2. KAMUOYU OLUŞUMUNDA TEMEL KAVRAMLAR VE ALGI YÖNETİMİ

2.1 Kamuoyu Oluşumunda Başlıca Tanımlar

Bu ilk bölümün birinci kısmında kamuoyu oluşumunda etkin rol oynayan kavramların tanımları yapılacak, kamusal alan olgusuna eğilen bazı düşünürlere yer verilecek ve tanımları verilen ana kavramların halkla ilişkiler disiplini içinde konumlanan algı yönetimi ile olan girift ilişkisi ortaya konulacaktır.

2.1.1 Kamuoyu olgusu

Kamuoyu adı verilen sosyal olgunun kökleri, insanın ilk olarak düşüncelerini aktarmaya başladığı ve doğal olarak bireysel fikirlerini ya da tercihlerini kendi dışındaki insanlar üzerinde etkin kılmaya çalıştığı kadim dönemlere dayanmaktadır. Ki bu dönem de; insanın bireysel yaşamdan toplumsal yaşama, bir diğer deyişle özel alandan kamusal alana geçişi ile birlikte gerçekleşmiştir. Kamuoyu olgusu, kavramsal değilse de varlıksal olarak; insanın sosyalleşmesi ve kendi düşünsel ya da davranışsal yönelimlerini çoğunluğa baskın kılmaya çalışmasıyla açığa çıkmıştır. Bu toplumsal yönelimin kamuoyu adı ile kavramsallaşması ise süreç içerisinde gerçekleşmiştir.
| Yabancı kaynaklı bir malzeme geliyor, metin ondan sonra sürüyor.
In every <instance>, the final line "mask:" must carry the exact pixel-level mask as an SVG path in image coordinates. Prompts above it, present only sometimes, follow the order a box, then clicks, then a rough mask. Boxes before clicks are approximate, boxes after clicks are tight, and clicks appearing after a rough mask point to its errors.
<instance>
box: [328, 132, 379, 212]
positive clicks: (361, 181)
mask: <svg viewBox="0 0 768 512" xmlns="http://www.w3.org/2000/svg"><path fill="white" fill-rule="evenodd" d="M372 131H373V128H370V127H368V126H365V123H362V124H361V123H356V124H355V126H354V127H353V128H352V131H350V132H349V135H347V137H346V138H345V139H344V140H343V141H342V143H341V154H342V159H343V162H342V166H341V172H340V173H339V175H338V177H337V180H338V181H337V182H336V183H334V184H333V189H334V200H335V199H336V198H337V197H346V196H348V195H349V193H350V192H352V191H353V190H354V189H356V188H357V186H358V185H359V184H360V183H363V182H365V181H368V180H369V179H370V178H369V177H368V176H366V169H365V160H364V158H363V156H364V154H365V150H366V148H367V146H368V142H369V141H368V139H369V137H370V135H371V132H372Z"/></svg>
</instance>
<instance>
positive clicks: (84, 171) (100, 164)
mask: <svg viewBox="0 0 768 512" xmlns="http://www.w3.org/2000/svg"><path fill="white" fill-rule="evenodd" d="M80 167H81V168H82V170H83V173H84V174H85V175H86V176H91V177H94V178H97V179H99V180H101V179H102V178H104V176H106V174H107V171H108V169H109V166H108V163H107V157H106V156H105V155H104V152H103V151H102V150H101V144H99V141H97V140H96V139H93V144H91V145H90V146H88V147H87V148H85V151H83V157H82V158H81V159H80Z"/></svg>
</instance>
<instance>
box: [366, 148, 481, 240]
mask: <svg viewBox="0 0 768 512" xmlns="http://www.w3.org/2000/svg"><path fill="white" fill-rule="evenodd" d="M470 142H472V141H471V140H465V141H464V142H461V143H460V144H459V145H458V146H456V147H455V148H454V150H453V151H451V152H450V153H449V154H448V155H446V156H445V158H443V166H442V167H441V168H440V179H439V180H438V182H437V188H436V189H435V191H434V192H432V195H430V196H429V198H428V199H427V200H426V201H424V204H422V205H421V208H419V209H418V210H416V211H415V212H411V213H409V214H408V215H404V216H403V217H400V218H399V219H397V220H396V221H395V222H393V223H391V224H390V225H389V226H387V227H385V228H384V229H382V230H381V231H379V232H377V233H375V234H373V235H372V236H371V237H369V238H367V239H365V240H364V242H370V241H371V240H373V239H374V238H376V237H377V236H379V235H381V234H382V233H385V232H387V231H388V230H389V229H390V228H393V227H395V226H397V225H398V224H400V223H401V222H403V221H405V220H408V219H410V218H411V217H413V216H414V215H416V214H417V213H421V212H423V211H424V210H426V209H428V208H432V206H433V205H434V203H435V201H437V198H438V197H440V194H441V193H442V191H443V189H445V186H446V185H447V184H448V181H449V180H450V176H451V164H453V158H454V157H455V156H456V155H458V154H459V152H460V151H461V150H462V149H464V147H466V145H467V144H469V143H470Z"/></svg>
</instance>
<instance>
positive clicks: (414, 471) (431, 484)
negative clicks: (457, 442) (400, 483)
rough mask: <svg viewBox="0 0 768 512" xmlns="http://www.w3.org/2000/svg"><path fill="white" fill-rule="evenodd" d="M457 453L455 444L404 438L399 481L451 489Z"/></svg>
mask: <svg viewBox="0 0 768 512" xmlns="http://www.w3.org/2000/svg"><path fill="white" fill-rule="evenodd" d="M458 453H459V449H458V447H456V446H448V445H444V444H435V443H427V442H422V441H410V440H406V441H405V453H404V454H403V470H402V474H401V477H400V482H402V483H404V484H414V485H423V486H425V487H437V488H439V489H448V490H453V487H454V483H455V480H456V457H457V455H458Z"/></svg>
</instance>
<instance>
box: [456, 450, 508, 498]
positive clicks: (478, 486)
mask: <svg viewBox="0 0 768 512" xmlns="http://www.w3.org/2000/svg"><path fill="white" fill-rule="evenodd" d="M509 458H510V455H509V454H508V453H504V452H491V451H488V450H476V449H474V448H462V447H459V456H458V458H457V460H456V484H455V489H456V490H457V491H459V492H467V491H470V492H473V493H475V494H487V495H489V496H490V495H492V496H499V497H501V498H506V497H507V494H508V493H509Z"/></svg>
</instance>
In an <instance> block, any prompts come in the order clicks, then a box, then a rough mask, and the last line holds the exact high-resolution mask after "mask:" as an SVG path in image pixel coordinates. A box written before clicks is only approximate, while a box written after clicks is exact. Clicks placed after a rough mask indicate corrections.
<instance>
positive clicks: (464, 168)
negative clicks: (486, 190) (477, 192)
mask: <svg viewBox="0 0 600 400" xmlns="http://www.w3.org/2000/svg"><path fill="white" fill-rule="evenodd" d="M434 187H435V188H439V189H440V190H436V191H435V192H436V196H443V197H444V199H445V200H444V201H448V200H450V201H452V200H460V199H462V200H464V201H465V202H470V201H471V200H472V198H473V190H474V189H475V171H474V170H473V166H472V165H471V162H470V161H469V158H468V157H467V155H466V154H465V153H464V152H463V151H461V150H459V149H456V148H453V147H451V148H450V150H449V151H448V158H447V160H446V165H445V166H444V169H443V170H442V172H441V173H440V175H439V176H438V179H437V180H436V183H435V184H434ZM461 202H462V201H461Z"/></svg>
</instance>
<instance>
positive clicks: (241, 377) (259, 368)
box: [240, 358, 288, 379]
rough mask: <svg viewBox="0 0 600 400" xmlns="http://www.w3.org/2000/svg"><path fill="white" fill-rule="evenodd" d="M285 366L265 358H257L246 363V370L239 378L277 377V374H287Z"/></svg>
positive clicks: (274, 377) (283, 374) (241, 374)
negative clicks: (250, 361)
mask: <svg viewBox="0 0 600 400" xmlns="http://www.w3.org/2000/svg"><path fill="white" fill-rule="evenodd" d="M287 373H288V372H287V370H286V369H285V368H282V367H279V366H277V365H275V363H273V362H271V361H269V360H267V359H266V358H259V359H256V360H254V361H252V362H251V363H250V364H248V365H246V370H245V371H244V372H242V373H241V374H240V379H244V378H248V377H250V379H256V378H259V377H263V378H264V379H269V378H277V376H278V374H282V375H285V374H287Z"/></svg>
Kavramın temelinde, bireylerin bir arada yaşamaları ile birlikte açığa çıkan toplumsal yaşam gerçeği ve bireye ait fikirlerin bu zeminde kabul görmesi, benimsenmesi isteği yatmaktadır.
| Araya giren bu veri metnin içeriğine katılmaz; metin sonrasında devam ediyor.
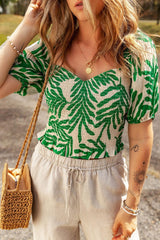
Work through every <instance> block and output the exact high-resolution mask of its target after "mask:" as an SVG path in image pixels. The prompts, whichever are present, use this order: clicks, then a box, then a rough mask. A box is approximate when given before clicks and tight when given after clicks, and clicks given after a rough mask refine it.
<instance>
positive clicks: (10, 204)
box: [0, 70, 49, 230]
mask: <svg viewBox="0 0 160 240" xmlns="http://www.w3.org/2000/svg"><path fill="white" fill-rule="evenodd" d="M48 71H49V70H48ZM47 76H48V75H47V74H46V77H45V81H44V84H43V88H42V91H41V94H40V96H39V99H38V102H37V106H36V108H35V110H34V113H33V116H32V119H31V122H30V125H29V127H28V130H27V134H26V137H25V140H24V143H23V145H22V148H21V151H20V154H19V157H18V160H17V164H16V166H15V168H8V164H7V163H5V165H4V169H3V174H2V194H1V205H0V228H1V229H8V230H9V229H16V228H27V227H28V224H29V220H30V216H31V213H32V192H31V177H30V172H29V167H28V165H27V163H26V158H27V155H28V150H29V147H30V143H31V140H32V137H33V133H34V130H35V126H36V122H37V118H38V114H39V110H40V106H41V102H42V98H43V94H44V91H45V87H46V85H47V79H48V77H47ZM25 146H26V150H25V154H24V159H23V162H22V166H21V168H18V166H19V163H20V160H21V158H22V155H23V152H24V149H25Z"/></svg>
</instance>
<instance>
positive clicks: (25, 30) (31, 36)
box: [0, 0, 43, 88]
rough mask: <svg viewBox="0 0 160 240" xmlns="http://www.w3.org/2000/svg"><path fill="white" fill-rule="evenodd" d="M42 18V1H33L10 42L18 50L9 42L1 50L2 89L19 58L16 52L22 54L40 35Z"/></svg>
mask: <svg viewBox="0 0 160 240" xmlns="http://www.w3.org/2000/svg"><path fill="white" fill-rule="evenodd" d="M42 16H43V9H42V8H41V1H40V0H39V1H38V0H37V1H36V0H31V2H30V5H29V7H28V9H27V12H26V14H25V16H24V18H23V20H22V22H21V23H20V25H19V26H18V27H17V29H16V30H15V31H14V33H13V34H12V35H11V36H10V41H11V42H12V43H13V44H14V46H15V48H16V49H13V46H11V44H10V42H9V41H6V43H5V44H4V45H3V47H2V48H0V73H1V74H0V88H1V87H2V85H3V84H4V83H5V81H6V80H7V77H8V73H9V70H10V68H11V67H12V65H13V63H14V62H15V59H16V57H17V56H18V54H17V51H16V50H18V51H20V52H22V51H23V49H24V48H25V47H26V46H27V45H28V44H29V42H30V41H31V40H32V39H33V38H34V36H36V35H37V34H38V32H39V26H40V22H41V18H42Z"/></svg>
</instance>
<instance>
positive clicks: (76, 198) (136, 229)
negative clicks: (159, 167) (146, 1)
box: [0, 0, 158, 240]
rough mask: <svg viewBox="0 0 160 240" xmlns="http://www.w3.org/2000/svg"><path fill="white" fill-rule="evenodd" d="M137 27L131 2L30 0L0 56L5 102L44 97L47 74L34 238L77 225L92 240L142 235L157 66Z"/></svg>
mask: <svg viewBox="0 0 160 240" xmlns="http://www.w3.org/2000/svg"><path fill="white" fill-rule="evenodd" d="M137 21H138V18H137V13H136V4H133V1H128V0H114V1H112V0H92V1H89V0H83V1H82V0H43V1H41V0H32V1H31V3H30V5H29V8H28V10H27V12H26V14H25V16H24V19H23V21H22V22H21V24H20V25H19V26H18V28H17V29H16V31H15V32H14V33H13V34H12V35H11V36H10V37H9V39H8V41H6V43H5V45H4V46H3V48H2V49H1V51H0V72H1V76H0V97H1V98H2V97H5V96H7V95H8V94H10V93H13V92H18V93H19V94H20V95H26V94H28V93H34V92H40V91H41V89H42V85H43V82H44V78H45V75H46V77H47V78H48V84H47V87H46V90H45V95H46V102H47V104H48V109H49V120H48V124H47V126H46V129H45V130H44V131H43V132H41V133H40V134H39V137H38V139H39V143H38V145H37V146H36V149H35V152H34V154H33V157H32V163H31V177H32V182H33V195H34V203H33V234H34V239H35V240H36V239H38V240H44V239H47V240H49V239H54V240H55V239H56V240H62V239H65V240H71V239H79V227H78V225H79V223H81V225H82V228H83V231H84V233H85V235H86V238H87V239H89V240H105V239H108V240H110V239H112V240H115V239H117V240H119V239H129V238H130V239H135V240H138V239H139V236H138V232H137V214H138V213H139V210H138V205H139V202H140V195H141V191H142V186H143V183H144V180H145V176H146V171H147V168H148V165H149V160H150V155H151V149H152V141H153V132H152V119H154V117H155V113H156V111H157V109H158V66H157V60H156V53H155V47H154V44H153V42H152V41H151V39H150V38H149V37H148V36H146V35H145V34H142V32H140V31H139V30H138V29H137ZM39 32H40V34H41V39H42V40H41V41H39V42H37V43H35V44H33V45H32V46H30V47H27V49H26V50H24V49H25V47H26V46H27V45H28V44H29V42H30V41H31V40H32V39H33V37H34V36H36V35H37V34H38V33H39ZM23 50H24V51H23ZM22 51H23V53H22ZM17 56H18V58H17ZM46 72H47V73H46ZM125 120H127V121H128V123H129V124H128V136H129V145H130V153H129V182H127V170H126V163H125V159H124V158H123V157H122V153H121V152H122V150H123V143H122V140H121V138H122V133H123V129H124V124H125Z"/></svg>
Kamuoyu kelimesinin kökenine bakıldığında, Latince kökenli iki kavram olan publicus ve opinio kelimeleri ile karşılaşılmaktadır. Public bazen kamu bazen de kamusal anlamına gelmekte ve özel yaşam alanının karşıtı olarak kabul edilmektedir. Ki zaten kamu denildiğinde, özel ve kamusal ayrımın karşıtlığı ile karşılaşılmaktadır. Bu kavram Batı dillerinde genel olanı, herkese açık olanı, herkesi ilgilendireni ve devletle ilgili olanı ifade etmektedir. Kamuoyundaki ikinci sözcük olan opinion ise görüş, gidilecek yol ya da kanaat anlamına gelmektedir. Kamuoyu bu düşünceden hareket edilerek, toplumun

(34)

çoğunluğunun kamusal meselelerle ilgili kanaatleri biçiminde algılanagelmiştir (Keskin, 2014:130).

Sosyal bir olgu olan kamuoyunun yapıcısı, sosyalleşen ve sosyalleşme yöneliminde bulunan bireydir. Bu noktada kamuoyunun nasıl bir şekil alacağı, kamunun yani bütünün faydasına yönelik bir özellik kazanıp kazanamayacağı da yine bireylerin düşünce ve eylem biçimlerine bağlı olarak gelişme göstermektedir.

Sokrates, kamuoyu sözcüğünde bulunan ve oy anlamına gelen kanaat hakkında bazı söylemlerde bulunmuştur. Liman kenti Pire’de kaldığı bir şenlikte Glaukon ve diğer arkadaşlarıyla devlet üzerine tartışırken, aralarında bir konuşma geçmiştir ve bu konuşmada Sokrates, “Sana ‘Kanaat bilgiden daha bulanık ama bilgisizlikten daha berrak mı geliyor?’ diye sordum.” demiştir. “Fazlasıyla.” yanıtını alan Sokrates bu sefer de “İkisinin ortasında mı?” deyince, Glaukon

“Evet.” şeklinde yanıtlamıştır. Glaukon ardından, “Yani kanaat, bilgi ile

bilgisizlik arasında bir yerde mi?” diyen Sokrates’i onaylamıştır (Neumann, 1998:84). Buradan, kanaatin bilgiden farklı bir durum olduğu sonucuna varmak mümkündür.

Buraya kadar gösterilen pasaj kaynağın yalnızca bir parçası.